I’m always curious about what causes a person to go vegan and I always ask. As an educator and an activist, I’m interested in knowing exactly what message grabbed someone’s attention and put them on the road to veganism. My own background is in public health nutrition which means that I studied both nutrition and education. I’ve also taught Nutrition Education courses to dietetics students, and spent a lot of time looking at the literature on how we craft messages to convince people to change their behavior.

But the answers remain elusive for public health experts, and are much more so for vegan advocates—given the type of lifestyle and belief change we are seeking. We don’t have any real data on what works. So I continue with my informal surveying, asking individuals what they were reading or looking at or to whom they were talking at the moment that they began thinking about veganism.

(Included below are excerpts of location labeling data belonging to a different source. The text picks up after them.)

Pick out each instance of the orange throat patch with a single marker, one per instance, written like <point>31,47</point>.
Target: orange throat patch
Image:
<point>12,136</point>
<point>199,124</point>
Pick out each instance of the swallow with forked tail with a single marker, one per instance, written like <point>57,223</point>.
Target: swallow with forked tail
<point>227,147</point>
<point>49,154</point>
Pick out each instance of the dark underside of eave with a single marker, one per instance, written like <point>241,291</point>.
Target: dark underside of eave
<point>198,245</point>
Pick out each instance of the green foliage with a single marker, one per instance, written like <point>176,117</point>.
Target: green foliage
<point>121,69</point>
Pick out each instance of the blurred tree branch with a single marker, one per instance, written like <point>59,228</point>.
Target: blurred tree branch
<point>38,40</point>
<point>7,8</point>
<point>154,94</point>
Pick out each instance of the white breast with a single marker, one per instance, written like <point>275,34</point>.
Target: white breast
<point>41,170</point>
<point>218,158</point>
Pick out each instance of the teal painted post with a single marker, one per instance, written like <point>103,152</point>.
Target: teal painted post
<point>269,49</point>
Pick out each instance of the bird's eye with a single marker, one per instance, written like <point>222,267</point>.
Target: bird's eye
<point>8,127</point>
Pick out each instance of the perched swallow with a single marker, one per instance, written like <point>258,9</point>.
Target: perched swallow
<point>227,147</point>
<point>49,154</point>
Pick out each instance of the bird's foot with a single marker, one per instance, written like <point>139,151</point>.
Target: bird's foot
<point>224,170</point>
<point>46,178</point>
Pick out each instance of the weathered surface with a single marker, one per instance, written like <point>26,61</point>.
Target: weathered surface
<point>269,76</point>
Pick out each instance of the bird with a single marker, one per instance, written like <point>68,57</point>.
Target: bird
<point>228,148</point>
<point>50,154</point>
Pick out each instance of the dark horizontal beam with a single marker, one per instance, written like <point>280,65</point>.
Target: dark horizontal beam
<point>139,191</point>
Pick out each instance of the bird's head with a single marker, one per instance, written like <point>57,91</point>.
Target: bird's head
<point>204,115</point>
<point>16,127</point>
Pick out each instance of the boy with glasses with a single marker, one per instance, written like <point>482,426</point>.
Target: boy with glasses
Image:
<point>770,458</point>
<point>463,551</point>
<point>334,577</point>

The names that come up most often are, not surprisingly, PETA and Vegan Outreach (or an individual working on behalf of those organizations). Without a doubt, the books most commonly mentioned are Diet for a New America by John Robbins and Animal Liberation by Peter Singer—especially among those who have been vegan for 20 years or so. (Despite the fact that I have many criticisms of DFANA, I have to admit that it is the book that caused me to go vegan.) People will also often say that a friend got them to look at a video from an animal rights group, and this had a big impact on them. And very recently, I’ve been promoting the book Eating Animals by Jonathan Safran Foer to friends and colleagues and have been pretty gratified by the feedback. None of that surprises me since these groups and books have powerful messages. But other responses have been unexpected.

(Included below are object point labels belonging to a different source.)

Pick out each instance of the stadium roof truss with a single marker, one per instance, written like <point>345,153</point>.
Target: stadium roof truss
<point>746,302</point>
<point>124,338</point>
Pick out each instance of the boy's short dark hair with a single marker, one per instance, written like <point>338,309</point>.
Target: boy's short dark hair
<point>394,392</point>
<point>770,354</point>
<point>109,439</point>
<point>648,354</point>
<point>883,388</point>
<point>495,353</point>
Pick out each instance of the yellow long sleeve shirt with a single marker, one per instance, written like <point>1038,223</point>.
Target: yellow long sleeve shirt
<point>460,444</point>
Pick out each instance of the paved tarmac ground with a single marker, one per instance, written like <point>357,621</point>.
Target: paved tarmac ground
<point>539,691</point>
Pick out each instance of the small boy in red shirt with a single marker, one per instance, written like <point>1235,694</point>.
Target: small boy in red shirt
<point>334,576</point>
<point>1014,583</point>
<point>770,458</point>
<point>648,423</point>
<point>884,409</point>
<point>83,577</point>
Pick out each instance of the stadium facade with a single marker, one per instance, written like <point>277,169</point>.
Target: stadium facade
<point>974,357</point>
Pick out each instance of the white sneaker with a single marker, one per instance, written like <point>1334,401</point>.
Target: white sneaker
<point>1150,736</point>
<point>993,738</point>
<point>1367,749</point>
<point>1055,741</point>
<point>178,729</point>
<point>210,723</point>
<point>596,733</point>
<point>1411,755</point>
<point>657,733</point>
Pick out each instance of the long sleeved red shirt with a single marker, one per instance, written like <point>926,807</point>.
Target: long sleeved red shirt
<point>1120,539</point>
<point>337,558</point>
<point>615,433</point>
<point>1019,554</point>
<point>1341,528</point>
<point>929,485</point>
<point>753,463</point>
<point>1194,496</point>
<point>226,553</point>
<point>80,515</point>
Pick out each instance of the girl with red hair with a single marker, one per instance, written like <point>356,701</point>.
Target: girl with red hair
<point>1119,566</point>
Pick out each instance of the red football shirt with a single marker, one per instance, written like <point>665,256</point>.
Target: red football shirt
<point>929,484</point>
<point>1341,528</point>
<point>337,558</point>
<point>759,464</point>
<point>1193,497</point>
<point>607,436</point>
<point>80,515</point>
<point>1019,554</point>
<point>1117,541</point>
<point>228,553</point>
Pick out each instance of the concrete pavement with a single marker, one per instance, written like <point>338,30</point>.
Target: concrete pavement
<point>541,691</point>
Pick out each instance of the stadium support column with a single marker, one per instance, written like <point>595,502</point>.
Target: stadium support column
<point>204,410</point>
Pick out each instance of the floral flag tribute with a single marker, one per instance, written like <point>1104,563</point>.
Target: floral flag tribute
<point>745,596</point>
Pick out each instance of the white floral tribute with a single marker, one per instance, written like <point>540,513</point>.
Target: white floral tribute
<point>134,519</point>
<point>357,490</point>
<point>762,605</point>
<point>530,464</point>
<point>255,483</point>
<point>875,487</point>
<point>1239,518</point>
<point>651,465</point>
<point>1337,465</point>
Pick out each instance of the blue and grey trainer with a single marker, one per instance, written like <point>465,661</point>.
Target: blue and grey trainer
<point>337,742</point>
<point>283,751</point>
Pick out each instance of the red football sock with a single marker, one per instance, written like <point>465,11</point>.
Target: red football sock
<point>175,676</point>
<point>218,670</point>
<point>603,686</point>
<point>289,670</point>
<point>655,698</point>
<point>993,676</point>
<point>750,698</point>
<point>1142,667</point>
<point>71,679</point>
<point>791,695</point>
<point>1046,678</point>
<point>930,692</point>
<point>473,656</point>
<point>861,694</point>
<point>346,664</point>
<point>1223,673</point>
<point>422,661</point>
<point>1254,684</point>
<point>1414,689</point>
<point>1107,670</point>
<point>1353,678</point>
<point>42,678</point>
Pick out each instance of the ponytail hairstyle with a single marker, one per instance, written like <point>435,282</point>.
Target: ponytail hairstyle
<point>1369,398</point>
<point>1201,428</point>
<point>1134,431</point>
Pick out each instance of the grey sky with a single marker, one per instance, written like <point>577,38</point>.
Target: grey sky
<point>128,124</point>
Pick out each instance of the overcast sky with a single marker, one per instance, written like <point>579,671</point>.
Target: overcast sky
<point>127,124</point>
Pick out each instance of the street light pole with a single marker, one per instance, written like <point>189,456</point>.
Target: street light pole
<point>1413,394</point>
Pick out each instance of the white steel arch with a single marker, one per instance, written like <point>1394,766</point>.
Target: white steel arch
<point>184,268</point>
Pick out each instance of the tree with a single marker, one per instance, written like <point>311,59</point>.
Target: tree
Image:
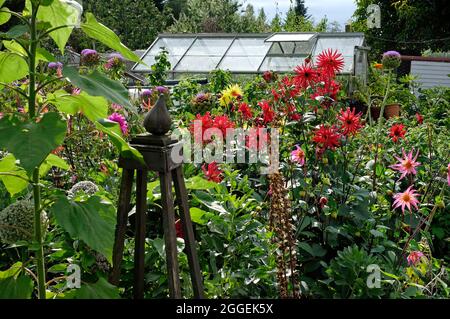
<point>137,22</point>
<point>334,26</point>
<point>406,26</point>
<point>261,21</point>
<point>300,8</point>
<point>176,6</point>
<point>209,16</point>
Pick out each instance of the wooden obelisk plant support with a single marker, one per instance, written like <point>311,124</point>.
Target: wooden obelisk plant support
<point>156,148</point>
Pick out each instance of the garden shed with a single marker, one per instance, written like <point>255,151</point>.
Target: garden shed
<point>199,54</point>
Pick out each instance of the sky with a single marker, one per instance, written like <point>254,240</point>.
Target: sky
<point>339,10</point>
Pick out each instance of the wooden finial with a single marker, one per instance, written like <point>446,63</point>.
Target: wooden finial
<point>158,121</point>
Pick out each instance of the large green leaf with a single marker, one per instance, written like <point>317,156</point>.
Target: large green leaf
<point>93,107</point>
<point>198,182</point>
<point>97,84</point>
<point>199,216</point>
<point>102,289</point>
<point>14,284</point>
<point>16,288</point>
<point>58,14</point>
<point>91,221</point>
<point>12,67</point>
<point>124,148</point>
<point>99,32</point>
<point>13,184</point>
<point>32,142</point>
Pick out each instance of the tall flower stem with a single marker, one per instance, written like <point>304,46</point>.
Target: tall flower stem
<point>40,264</point>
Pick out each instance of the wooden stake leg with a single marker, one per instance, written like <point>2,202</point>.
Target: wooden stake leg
<point>182,202</point>
<point>121,226</point>
<point>170,235</point>
<point>139,249</point>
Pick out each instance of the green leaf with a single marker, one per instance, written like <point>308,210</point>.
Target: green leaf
<point>306,247</point>
<point>32,142</point>
<point>15,47</point>
<point>124,148</point>
<point>99,32</point>
<point>199,216</point>
<point>16,31</point>
<point>13,184</point>
<point>93,107</point>
<point>97,84</point>
<point>91,221</point>
<point>50,161</point>
<point>43,55</point>
<point>58,14</point>
<point>16,288</point>
<point>11,272</point>
<point>198,182</point>
<point>12,67</point>
<point>102,289</point>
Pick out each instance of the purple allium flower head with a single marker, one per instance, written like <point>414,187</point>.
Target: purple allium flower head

I’ve recently been chatting with a new online friend who is on the fast track to veganism. She started out being inspired by the Meatless Monday campaign to decrease her meat intake for health reasons. Here is what she wrote to me a couple of weeks ago:

From Meatless Mondays to veganism! …What started out as an investigation into diet for health reasons has morphed into something completely different. I feel like my sensitivity sensors have been awakened from a long sleep with regards to animals. I tried to watch Meet Your Meat last night and only made it 5 minutes in before I had to stop. I am really starting to question the way human beings not only do what we want with animals because we can, but our right to use them at all for anything.”

I’ve always been critical of promoting a reduction of animal foods for health reasons, but I’m being forced to re-evaluate my position a little bit. This is not the first time that someone has told me that they started out reducing meat for health reasons and ended up as an ethical vegan. It shouldn’t really be a surprise I guess. Clearly, people are more likely to feel ready to hear an ethical vegan message when they are comfortable with vegan food or even with eating less animal food in general.

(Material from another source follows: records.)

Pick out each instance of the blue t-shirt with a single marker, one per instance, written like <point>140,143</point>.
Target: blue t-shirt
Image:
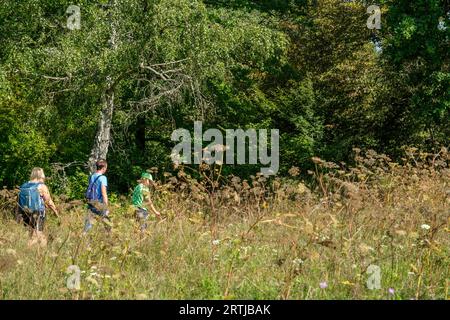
<point>102,181</point>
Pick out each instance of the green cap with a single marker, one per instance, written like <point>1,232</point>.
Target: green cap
<point>146,175</point>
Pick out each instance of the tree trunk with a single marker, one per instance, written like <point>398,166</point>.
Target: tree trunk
<point>103,137</point>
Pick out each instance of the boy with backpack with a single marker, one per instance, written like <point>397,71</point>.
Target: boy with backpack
<point>141,195</point>
<point>97,197</point>
<point>34,196</point>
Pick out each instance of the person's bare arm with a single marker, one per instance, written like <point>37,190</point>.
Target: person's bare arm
<point>48,199</point>
<point>104,195</point>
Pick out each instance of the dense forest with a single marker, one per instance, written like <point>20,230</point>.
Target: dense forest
<point>135,70</point>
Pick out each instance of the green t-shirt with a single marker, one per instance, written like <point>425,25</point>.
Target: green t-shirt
<point>138,195</point>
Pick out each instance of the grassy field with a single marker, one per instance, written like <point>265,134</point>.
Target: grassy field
<point>258,239</point>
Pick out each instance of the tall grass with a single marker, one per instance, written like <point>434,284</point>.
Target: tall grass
<point>257,239</point>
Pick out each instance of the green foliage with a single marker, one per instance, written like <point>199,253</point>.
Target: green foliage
<point>307,68</point>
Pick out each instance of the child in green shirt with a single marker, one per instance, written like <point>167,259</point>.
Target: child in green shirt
<point>140,194</point>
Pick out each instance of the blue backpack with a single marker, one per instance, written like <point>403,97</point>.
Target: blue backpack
<point>91,192</point>
<point>29,197</point>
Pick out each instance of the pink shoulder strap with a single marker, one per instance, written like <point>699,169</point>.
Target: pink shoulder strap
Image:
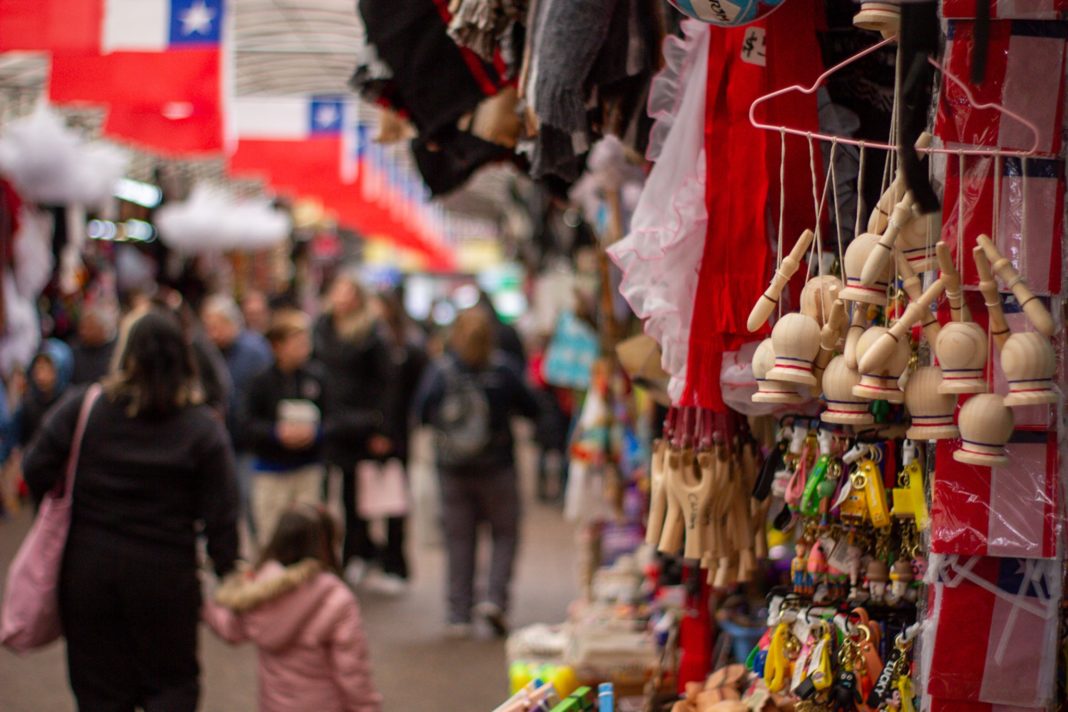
<point>79,432</point>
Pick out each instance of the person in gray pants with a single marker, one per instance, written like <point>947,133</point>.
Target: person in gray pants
<point>469,397</point>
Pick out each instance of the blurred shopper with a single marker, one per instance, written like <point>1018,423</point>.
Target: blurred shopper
<point>283,425</point>
<point>95,344</point>
<point>303,620</point>
<point>409,361</point>
<point>256,310</point>
<point>155,470</point>
<point>469,397</point>
<point>246,354</point>
<point>358,378</point>
<point>49,376</point>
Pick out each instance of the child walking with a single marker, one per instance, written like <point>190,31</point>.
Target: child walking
<point>303,619</point>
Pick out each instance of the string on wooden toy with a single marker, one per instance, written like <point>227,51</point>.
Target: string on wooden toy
<point>782,203</point>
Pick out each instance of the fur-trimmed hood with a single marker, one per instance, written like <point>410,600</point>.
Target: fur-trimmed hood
<point>277,602</point>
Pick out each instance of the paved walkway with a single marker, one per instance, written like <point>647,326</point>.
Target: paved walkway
<point>415,667</point>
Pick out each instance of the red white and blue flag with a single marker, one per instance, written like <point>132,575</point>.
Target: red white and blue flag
<point>1008,608</point>
<point>154,64</point>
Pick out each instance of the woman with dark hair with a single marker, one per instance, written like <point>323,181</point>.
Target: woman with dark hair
<point>155,471</point>
<point>358,379</point>
<point>303,619</point>
<point>469,396</point>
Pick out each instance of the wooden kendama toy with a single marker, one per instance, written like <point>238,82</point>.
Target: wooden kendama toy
<point>843,407</point>
<point>1029,363</point>
<point>931,412</point>
<point>986,425</point>
<point>1036,312</point>
<point>912,286</point>
<point>961,350</point>
<point>882,381</point>
<point>768,301</point>
<point>796,344</point>
<point>886,344</point>
<point>768,390</point>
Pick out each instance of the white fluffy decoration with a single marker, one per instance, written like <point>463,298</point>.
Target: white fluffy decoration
<point>210,219</point>
<point>21,330</point>
<point>33,252</point>
<point>51,164</point>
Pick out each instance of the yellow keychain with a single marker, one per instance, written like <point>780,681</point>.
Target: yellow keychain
<point>875,492</point>
<point>909,500</point>
<point>776,669</point>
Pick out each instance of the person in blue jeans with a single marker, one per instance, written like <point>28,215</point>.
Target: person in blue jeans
<point>469,397</point>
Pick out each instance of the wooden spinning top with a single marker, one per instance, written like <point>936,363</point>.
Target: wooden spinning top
<point>842,406</point>
<point>882,17</point>
<point>769,391</point>
<point>961,351</point>
<point>931,412</point>
<point>857,255</point>
<point>881,382</point>
<point>986,425</point>
<point>817,297</point>
<point>1029,362</point>
<point>796,343</point>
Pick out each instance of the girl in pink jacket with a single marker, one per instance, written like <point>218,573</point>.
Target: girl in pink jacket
<point>303,619</point>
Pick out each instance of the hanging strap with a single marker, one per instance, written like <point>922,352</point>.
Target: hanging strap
<point>65,486</point>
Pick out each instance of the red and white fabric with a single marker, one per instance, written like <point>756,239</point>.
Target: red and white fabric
<point>991,632</point>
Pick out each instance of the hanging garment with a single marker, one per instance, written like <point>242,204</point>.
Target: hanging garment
<point>742,169</point>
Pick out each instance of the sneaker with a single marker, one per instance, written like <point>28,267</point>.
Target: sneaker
<point>458,631</point>
<point>386,584</point>
<point>493,615</point>
<point>356,571</point>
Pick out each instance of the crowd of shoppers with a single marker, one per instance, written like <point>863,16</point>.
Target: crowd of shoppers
<point>236,415</point>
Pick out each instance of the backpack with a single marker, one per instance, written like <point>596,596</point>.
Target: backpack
<point>461,422</point>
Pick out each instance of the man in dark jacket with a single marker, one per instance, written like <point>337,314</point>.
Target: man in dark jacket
<point>283,425</point>
<point>469,396</point>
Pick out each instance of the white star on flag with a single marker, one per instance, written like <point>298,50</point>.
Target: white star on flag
<point>326,115</point>
<point>198,19</point>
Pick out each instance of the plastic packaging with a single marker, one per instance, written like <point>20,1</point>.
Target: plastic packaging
<point>1008,608</point>
<point>1009,510</point>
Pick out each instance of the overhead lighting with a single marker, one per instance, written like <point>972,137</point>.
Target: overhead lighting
<point>144,194</point>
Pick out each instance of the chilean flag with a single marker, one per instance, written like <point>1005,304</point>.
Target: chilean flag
<point>155,64</point>
<point>308,146</point>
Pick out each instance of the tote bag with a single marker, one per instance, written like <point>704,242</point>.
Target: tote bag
<point>382,489</point>
<point>30,614</point>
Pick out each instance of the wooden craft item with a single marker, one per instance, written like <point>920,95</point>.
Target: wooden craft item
<point>1029,363</point>
<point>856,257</point>
<point>884,347</point>
<point>881,382</point>
<point>1036,312</point>
<point>878,260</point>
<point>796,343</point>
<point>880,214</point>
<point>988,287</point>
<point>931,411</point>
<point>658,494</point>
<point>961,350</point>
<point>768,301</point>
<point>912,286</point>
<point>952,280</point>
<point>818,296</point>
<point>881,17</point>
<point>843,407</point>
<point>830,336</point>
<point>767,390</point>
<point>986,424</point>
<point>674,527</point>
<point>692,489</point>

Anyone who is involved in public education knows that different types of messages reach different groups of people. In her excellent book Strategic Action for Animals (a must-read for all serious activists), psychologist Dr. Melanie Joy gives sound advice about crafting messages. But she also admits that the animal liberation movement doesn’t have the answers to some important questions about the use of different types of materials for different groups. She points to the important work being done in this area by the Humane Research Council and suggests that market research must be a priority for this movement.

Until we have that research, we have to be humble enough to know that we’re all stumbling around to some extent. We shouldn’t be dismissive of any (non-offensive) campaign or message or book just because we don’t like the way the message is presented. Nobody knows the one and only true way to promote veganism and animal liberation. And we are likely to end up being surprised by some of the things that work.